Shavuot is the holiday of giving the Torah, that is, the moral law, to the free Jewish people. It is celebrated on the 6th of the Jewish month of Sivan and is a public holiday in Israel.

In Hebrew, the word "Shavuot" means "weeks" - seven weeks, the countdown of which begins on the second day of Passover. According to legend, on that day Moses received the tablets of the Covenant with the Ten Commandments on Mount Sinai. The commandments contain the foundations of all human morality, without which no nation and no person can do. In addition, Moses received oral commandments, some of which he wrote down (the result was a scroll of the Pentateuch - the Written Torah), and part - the Oral Torah - were written down only 1500 years after the destruction of the Second Temple. The record of the Oral Torah is a multi-volume work - the Talmud, as well as many other books, in turn united by the common name Midrash.

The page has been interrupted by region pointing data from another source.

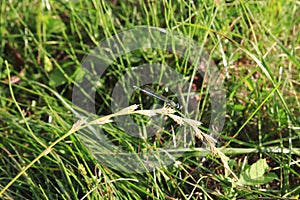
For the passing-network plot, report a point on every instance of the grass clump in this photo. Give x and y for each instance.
(255, 45)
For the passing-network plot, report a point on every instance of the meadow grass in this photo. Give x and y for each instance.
(255, 44)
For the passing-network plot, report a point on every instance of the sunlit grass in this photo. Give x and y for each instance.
(255, 44)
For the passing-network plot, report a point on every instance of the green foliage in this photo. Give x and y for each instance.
(255, 44)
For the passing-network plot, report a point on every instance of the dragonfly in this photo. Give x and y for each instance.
(151, 92)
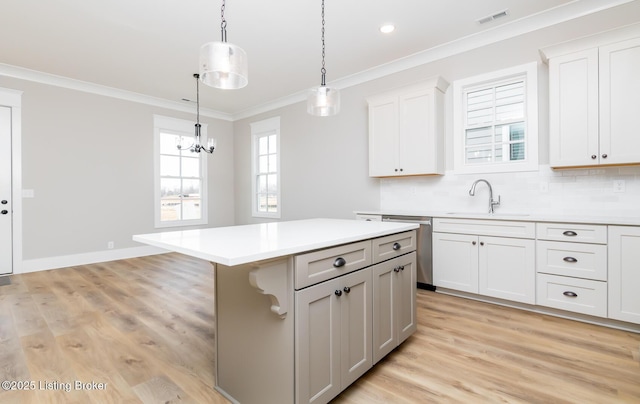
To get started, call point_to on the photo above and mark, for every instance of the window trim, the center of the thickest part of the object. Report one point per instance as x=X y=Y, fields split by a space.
x=528 y=72
x=266 y=127
x=185 y=127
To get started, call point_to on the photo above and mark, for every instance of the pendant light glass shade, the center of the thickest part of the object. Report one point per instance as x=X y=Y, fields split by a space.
x=323 y=101
x=223 y=65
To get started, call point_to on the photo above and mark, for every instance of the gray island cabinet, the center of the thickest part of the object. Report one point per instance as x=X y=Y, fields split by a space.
x=303 y=308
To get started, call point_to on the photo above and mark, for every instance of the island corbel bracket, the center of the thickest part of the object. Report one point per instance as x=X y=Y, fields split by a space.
x=272 y=279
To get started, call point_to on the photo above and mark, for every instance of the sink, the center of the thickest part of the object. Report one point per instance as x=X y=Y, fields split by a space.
x=487 y=214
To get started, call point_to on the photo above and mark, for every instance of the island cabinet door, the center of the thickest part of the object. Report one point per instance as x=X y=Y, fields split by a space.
x=333 y=336
x=394 y=303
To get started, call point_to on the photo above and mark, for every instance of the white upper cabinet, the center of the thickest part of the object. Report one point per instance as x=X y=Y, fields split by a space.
x=594 y=93
x=406 y=130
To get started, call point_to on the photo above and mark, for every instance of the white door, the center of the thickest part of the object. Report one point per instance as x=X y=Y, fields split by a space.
x=6 y=245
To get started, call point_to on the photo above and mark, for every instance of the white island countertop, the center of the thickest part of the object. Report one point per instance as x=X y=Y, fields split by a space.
x=236 y=245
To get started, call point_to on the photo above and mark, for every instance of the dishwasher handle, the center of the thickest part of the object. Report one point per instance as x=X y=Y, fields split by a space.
x=423 y=222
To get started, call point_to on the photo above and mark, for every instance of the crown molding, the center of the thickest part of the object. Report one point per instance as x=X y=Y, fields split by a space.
x=548 y=18
x=566 y=12
x=92 y=88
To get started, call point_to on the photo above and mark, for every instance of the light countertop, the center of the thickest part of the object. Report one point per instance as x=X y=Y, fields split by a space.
x=235 y=245
x=516 y=216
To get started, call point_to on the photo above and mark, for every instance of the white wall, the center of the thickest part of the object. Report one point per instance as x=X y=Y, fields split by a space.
x=325 y=166
x=89 y=161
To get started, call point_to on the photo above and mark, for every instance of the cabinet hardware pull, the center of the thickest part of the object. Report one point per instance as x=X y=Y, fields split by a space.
x=339 y=262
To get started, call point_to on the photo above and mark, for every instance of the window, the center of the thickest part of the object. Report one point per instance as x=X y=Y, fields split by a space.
x=180 y=175
x=265 y=168
x=496 y=121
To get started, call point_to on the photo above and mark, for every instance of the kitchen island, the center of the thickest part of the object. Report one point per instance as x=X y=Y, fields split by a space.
x=303 y=308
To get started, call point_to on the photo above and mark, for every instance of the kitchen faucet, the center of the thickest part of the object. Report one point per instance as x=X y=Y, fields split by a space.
x=492 y=202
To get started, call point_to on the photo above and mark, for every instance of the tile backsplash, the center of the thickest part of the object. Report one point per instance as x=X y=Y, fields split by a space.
x=602 y=191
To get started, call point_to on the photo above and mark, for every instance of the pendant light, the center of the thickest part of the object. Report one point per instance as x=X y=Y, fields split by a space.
x=323 y=100
x=196 y=147
x=222 y=64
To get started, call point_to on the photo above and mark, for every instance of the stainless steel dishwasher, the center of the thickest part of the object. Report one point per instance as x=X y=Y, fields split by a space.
x=424 y=247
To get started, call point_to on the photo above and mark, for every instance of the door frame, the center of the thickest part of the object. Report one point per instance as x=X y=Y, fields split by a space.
x=13 y=99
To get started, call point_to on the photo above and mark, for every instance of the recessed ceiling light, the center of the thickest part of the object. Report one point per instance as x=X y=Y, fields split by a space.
x=387 y=28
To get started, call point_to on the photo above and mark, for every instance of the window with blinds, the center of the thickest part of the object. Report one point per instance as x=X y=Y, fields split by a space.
x=496 y=121
x=494 y=124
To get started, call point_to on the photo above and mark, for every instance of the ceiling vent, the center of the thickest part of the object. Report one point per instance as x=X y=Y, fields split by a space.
x=492 y=17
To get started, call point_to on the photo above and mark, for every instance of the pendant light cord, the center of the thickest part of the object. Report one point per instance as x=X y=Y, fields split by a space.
x=223 y=24
x=323 y=70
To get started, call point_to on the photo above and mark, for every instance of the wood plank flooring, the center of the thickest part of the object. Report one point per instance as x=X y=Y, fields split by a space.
x=144 y=328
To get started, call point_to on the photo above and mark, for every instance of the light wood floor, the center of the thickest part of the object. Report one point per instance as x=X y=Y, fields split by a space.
x=144 y=327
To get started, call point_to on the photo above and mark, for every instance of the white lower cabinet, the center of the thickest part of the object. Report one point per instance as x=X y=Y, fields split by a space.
x=333 y=335
x=394 y=306
x=455 y=261
x=507 y=268
x=624 y=273
x=500 y=267
x=584 y=296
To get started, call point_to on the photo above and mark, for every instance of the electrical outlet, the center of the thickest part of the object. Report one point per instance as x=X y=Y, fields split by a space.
x=544 y=186
x=619 y=186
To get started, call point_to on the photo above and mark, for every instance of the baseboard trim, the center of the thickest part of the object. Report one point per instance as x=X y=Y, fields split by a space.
x=605 y=322
x=64 y=261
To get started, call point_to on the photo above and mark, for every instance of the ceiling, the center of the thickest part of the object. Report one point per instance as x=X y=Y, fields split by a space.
x=151 y=47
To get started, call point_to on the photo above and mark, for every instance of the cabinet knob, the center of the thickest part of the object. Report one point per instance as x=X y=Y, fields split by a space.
x=339 y=262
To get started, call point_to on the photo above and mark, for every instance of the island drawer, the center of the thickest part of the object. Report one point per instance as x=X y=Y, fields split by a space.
x=588 y=261
x=576 y=233
x=572 y=294
x=322 y=265
x=394 y=245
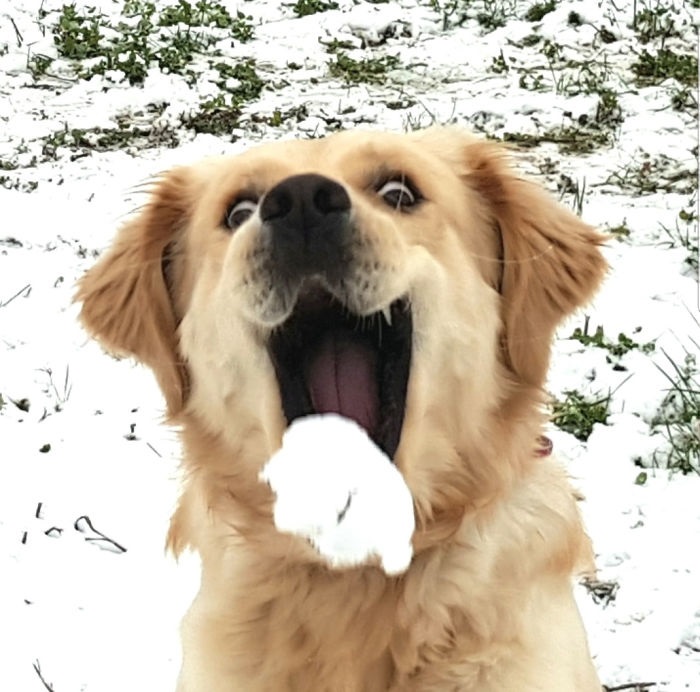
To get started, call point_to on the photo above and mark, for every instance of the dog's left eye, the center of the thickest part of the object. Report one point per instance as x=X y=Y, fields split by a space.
x=239 y=212
x=398 y=195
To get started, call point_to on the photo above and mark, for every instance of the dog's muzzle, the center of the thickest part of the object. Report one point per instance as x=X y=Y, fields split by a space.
x=307 y=222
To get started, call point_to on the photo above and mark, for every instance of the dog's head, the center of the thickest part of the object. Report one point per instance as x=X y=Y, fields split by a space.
x=410 y=282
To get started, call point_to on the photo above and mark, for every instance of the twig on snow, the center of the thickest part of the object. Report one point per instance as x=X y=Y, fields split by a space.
x=37 y=668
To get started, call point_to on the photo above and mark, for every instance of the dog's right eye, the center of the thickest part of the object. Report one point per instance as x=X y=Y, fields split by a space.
x=239 y=212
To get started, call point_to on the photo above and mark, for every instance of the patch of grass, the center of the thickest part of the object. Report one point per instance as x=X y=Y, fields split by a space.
x=678 y=418
x=200 y=14
x=648 y=175
x=279 y=117
x=616 y=349
x=652 y=69
x=38 y=64
x=126 y=135
x=570 y=140
x=685 y=234
x=79 y=36
x=577 y=414
x=655 y=23
x=217 y=116
x=499 y=64
x=240 y=79
x=684 y=99
x=171 y=39
x=608 y=111
x=367 y=70
x=303 y=8
x=537 y=11
x=496 y=13
x=620 y=231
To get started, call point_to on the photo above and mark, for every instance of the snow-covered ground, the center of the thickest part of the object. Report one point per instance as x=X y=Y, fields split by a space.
x=88 y=600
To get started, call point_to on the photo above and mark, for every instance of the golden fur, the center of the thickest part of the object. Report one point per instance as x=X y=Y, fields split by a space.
x=490 y=265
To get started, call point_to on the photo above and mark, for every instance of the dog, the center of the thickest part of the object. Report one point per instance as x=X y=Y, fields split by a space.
x=409 y=282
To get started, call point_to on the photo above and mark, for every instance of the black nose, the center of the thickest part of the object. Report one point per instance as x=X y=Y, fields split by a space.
x=308 y=219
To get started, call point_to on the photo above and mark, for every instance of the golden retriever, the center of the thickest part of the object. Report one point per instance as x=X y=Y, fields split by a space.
x=411 y=282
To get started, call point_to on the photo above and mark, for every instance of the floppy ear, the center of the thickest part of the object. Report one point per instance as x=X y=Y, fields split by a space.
x=126 y=302
x=552 y=261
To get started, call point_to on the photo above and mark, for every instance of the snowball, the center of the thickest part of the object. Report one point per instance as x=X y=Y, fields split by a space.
x=337 y=489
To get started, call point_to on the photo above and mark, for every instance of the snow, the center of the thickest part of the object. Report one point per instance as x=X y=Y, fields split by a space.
x=336 y=488
x=81 y=433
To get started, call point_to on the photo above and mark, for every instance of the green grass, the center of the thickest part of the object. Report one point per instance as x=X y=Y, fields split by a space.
x=678 y=418
x=577 y=414
x=539 y=10
x=654 y=68
x=685 y=234
x=171 y=39
x=365 y=70
x=303 y=8
x=570 y=140
x=617 y=348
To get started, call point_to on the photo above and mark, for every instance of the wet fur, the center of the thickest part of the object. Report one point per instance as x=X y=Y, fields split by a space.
x=491 y=265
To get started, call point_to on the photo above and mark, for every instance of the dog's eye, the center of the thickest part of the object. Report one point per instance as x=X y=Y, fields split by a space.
x=398 y=195
x=239 y=212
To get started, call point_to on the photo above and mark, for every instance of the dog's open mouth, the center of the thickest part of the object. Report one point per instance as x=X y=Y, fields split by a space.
x=329 y=360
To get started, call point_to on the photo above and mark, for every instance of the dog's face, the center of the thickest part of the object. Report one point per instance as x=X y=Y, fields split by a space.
x=410 y=282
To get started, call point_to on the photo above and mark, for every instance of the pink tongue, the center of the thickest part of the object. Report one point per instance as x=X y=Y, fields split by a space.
x=342 y=379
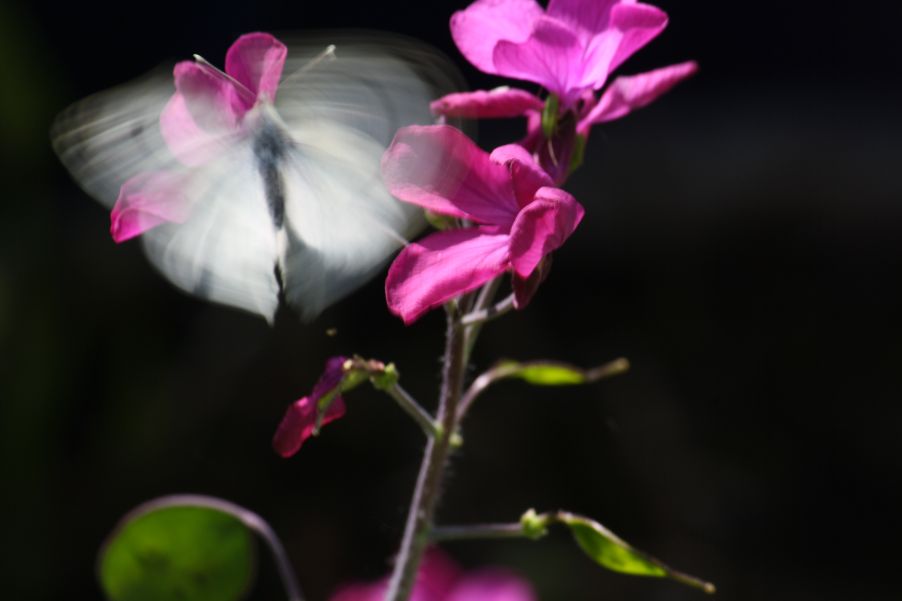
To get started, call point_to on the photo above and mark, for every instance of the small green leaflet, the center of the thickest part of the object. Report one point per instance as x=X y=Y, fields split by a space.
x=553 y=373
x=608 y=550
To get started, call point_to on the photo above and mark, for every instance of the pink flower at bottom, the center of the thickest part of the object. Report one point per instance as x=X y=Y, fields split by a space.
x=299 y=421
x=519 y=216
x=439 y=579
x=204 y=114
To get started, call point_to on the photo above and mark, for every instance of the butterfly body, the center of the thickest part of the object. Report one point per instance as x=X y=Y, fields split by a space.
x=247 y=187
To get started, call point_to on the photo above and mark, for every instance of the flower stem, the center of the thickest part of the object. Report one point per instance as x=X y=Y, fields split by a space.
x=477 y=531
x=432 y=469
x=247 y=517
x=489 y=313
x=414 y=410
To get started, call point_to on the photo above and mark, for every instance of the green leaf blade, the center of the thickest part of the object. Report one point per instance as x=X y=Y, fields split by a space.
x=178 y=553
x=609 y=551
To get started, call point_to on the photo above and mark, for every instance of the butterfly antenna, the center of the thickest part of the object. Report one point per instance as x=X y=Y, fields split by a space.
x=327 y=54
x=220 y=73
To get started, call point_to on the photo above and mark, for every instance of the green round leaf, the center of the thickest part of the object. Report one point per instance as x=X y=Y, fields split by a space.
x=611 y=552
x=178 y=553
x=542 y=373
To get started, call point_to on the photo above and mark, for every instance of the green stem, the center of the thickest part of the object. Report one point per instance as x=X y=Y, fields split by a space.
x=432 y=469
x=414 y=410
x=476 y=531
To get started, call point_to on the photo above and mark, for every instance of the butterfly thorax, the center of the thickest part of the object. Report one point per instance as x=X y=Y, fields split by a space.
x=271 y=145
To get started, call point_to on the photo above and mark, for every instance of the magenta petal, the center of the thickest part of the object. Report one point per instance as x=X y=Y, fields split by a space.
x=526 y=175
x=484 y=23
x=541 y=227
x=374 y=591
x=586 y=17
x=299 y=422
x=639 y=24
x=201 y=111
x=442 y=266
x=440 y=169
x=492 y=585
x=146 y=201
x=331 y=378
x=552 y=56
x=497 y=103
x=626 y=94
x=256 y=60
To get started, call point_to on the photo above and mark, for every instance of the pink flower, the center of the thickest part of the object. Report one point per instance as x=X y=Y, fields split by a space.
x=145 y=201
x=519 y=216
x=299 y=422
x=439 y=579
x=624 y=95
x=569 y=49
x=205 y=112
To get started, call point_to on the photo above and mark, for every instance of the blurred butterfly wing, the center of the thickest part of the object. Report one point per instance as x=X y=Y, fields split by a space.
x=341 y=223
x=112 y=136
x=226 y=251
x=342 y=112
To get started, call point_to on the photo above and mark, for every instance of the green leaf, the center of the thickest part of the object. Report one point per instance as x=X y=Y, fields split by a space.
x=553 y=373
x=608 y=550
x=550 y=374
x=178 y=553
x=550 y=116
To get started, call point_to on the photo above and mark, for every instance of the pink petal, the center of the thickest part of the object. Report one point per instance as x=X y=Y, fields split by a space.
x=524 y=290
x=626 y=94
x=442 y=266
x=436 y=576
x=542 y=227
x=631 y=26
x=146 y=201
x=585 y=17
x=552 y=56
x=492 y=585
x=440 y=169
x=640 y=24
x=299 y=421
x=500 y=102
x=205 y=107
x=527 y=176
x=477 y=29
x=331 y=378
x=257 y=60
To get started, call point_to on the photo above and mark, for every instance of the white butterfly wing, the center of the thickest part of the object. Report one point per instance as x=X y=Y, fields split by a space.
x=340 y=223
x=342 y=113
x=226 y=251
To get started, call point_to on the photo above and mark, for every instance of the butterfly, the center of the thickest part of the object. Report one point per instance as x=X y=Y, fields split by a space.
x=260 y=182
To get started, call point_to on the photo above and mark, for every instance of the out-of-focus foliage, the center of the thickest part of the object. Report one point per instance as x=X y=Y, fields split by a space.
x=178 y=552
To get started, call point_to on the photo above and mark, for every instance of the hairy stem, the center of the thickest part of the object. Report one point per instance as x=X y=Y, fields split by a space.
x=432 y=469
x=477 y=531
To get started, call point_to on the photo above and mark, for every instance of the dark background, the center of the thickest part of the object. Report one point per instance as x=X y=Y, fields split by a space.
x=741 y=248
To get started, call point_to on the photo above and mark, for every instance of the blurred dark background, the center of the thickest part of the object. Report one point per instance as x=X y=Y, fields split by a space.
x=741 y=248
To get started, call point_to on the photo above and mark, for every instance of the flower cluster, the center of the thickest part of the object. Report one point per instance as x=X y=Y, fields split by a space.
x=206 y=109
x=508 y=206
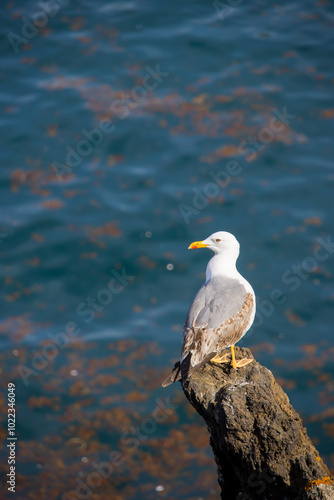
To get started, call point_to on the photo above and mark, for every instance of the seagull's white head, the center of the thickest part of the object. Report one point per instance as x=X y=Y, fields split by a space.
x=221 y=242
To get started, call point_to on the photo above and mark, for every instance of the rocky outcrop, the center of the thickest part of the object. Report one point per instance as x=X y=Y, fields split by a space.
x=260 y=445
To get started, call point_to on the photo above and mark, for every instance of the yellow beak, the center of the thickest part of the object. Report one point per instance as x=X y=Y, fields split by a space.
x=197 y=244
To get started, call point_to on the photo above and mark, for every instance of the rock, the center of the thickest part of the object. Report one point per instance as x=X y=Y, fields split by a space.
x=260 y=445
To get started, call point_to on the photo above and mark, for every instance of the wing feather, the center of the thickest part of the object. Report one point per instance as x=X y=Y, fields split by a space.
x=218 y=317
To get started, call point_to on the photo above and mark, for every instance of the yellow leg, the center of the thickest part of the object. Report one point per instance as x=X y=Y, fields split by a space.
x=241 y=362
x=220 y=359
x=233 y=363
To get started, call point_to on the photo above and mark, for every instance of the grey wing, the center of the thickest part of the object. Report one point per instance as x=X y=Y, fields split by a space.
x=216 y=319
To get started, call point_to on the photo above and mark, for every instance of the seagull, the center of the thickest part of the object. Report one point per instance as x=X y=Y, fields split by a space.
x=221 y=313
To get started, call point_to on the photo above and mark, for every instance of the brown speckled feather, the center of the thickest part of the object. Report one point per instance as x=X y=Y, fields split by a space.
x=218 y=317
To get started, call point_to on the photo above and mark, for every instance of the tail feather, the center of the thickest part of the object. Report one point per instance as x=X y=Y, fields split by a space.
x=174 y=376
x=185 y=370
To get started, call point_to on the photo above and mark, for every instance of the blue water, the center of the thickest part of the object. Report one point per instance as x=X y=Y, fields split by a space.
x=131 y=129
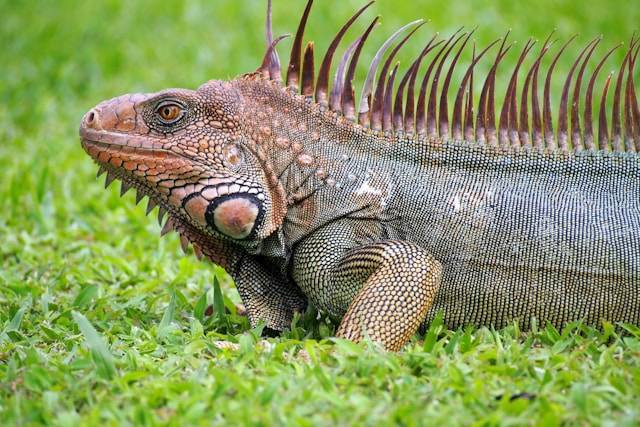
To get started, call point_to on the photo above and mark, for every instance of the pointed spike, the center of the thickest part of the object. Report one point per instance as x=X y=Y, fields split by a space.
x=161 y=213
x=432 y=130
x=387 y=124
x=124 y=187
x=506 y=113
x=168 y=227
x=109 y=179
x=398 y=114
x=468 y=112
x=635 y=109
x=367 y=89
x=267 y=67
x=308 y=71
x=421 y=127
x=588 y=109
x=546 y=112
x=490 y=120
x=295 y=58
x=274 y=60
x=514 y=136
x=348 y=96
x=409 y=115
x=444 y=107
x=603 y=132
x=378 y=97
x=629 y=105
x=139 y=196
x=457 y=108
x=197 y=251
x=483 y=102
x=616 y=129
x=536 y=119
x=184 y=243
x=338 y=81
x=322 y=86
x=524 y=113
x=562 y=138
x=151 y=204
x=576 y=133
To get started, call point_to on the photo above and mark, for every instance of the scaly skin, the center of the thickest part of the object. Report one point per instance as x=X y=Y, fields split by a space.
x=381 y=229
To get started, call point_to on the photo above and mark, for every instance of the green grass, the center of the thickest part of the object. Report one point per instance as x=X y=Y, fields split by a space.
x=102 y=322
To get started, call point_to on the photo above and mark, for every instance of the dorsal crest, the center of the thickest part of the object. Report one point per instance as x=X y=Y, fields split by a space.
x=439 y=108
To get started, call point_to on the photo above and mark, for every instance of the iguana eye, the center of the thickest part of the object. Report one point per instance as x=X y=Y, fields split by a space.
x=169 y=112
x=232 y=155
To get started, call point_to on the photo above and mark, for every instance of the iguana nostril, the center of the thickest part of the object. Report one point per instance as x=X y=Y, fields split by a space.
x=91 y=119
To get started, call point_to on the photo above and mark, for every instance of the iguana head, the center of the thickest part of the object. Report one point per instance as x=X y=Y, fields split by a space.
x=187 y=151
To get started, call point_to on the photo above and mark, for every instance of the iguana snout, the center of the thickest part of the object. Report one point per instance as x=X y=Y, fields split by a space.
x=186 y=150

Like many other Jewish holidays, Shavuot celebrates not only a certain historical event, but also the onset of a new season of the year, the completion of another agricultural cycle. Shavuot was celebrated at the beginning of the wheat harvest season. This is the last of the three pilgrimage feasts. In ancient times, on this day, the second offering of wheat from the new crop was made in the Temple. Two loaves were baked from freshly milled wheat and carried to the Temple. The other sacrifice was the very best first fruits, the first fruits.